Under skeptical questioning from reporters, spokesman Mark Toner said "really, until the past few weeks, we felt like we were on a firm path towards a possible diplomatic resolution to this."
This optimism has attracted much criticism, even scorn, in Washington, where experts have lined up to accuse Kerry and President Barack Obama of being fooled by Moscow.
The State Department's former special adviser on Syria, Fred Hof, was scathing, mocking the administration's faith that Russia's demand for military cooperation represented a diplomatic opening.
"This is the sad, pointless diplomacy of desperation and wishful thinking," he wrote on the blog of think tank the Atlantic Council.
For Hof, Kerry's mission was a "fool's errand", but mainly because Obama gave him no tools to pursue any other option -- no leverage to convince Vladimir Putin that military victory is impossible.
It has become a mantra of US officials -- now repeated by Lavrov and UN peace envoy Staffan de Mistura -- throughout the process that "there is no military solution" to the crisis in Syria.
But this has not stopped Obama's critics from proposing them.
"A careful consideration of military options is not pleasant work for any American president. Yet in this case it must be done," wrote Hof, arguing that Assad's brutality must exact a price.
Washington's Arab allies, led by Saudi Arabia, have demanded that opposition rebels fighting Assad be given advanced weapons such as MANPADS -- shoulder-fired anti-aircraft missiles.
This might alter the balance of power on the battlefield and make Moscow and Damascus more ready to talk. But US officials worry that the arms would leak from moderate groups to jihadist extremists.

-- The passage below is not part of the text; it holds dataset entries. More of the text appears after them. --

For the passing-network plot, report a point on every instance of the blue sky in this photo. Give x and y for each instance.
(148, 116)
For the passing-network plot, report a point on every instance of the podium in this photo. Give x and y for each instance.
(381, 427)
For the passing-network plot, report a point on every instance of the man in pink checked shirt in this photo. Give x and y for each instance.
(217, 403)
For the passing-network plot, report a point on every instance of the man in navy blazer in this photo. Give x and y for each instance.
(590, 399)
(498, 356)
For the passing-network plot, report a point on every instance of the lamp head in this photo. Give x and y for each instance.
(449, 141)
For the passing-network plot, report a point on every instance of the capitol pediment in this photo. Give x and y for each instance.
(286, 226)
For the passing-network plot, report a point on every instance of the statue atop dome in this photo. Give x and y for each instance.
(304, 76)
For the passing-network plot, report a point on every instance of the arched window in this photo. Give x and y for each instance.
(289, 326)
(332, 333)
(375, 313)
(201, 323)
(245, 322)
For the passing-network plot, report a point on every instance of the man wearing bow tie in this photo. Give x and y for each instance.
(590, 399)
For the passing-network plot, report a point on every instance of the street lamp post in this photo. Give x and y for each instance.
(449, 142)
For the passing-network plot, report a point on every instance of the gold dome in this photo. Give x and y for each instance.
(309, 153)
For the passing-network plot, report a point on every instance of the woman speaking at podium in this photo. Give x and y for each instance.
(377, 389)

Turkey has called for a no-fly zone and for US assistance to carve out a buffer zone in northern Syria to shelter rebels and refugees, but Obama has been wary of getting US troops drawn into the war.
Tougher sanctions may be applied on Syrian and Russian officials, but many in Putin's inner circle are already blacklisted for their roles in the annexation of Crimea, with no change in his stance.
Besides, Washington has opposed new sanctions in the past in order to avoid derailing the outreach to Russia. Might that change now?
UN Secretary-General Ban Ki-moon accuses those who are bombarding Aleppo's hospitals and schools of war crimes, and there have been calls for new international sanctions.
On Tuesday, Obama's spokesman Josh Earnest said "we've not taken the prospect of additional financial sanctions off the table" but said these would have to be coordinated internationally.
In the meantime, Putin and Assad remain bent on pursuing a military solution -- and the victim is not just the Syrian people but for many in Washington the credibility of US leadership.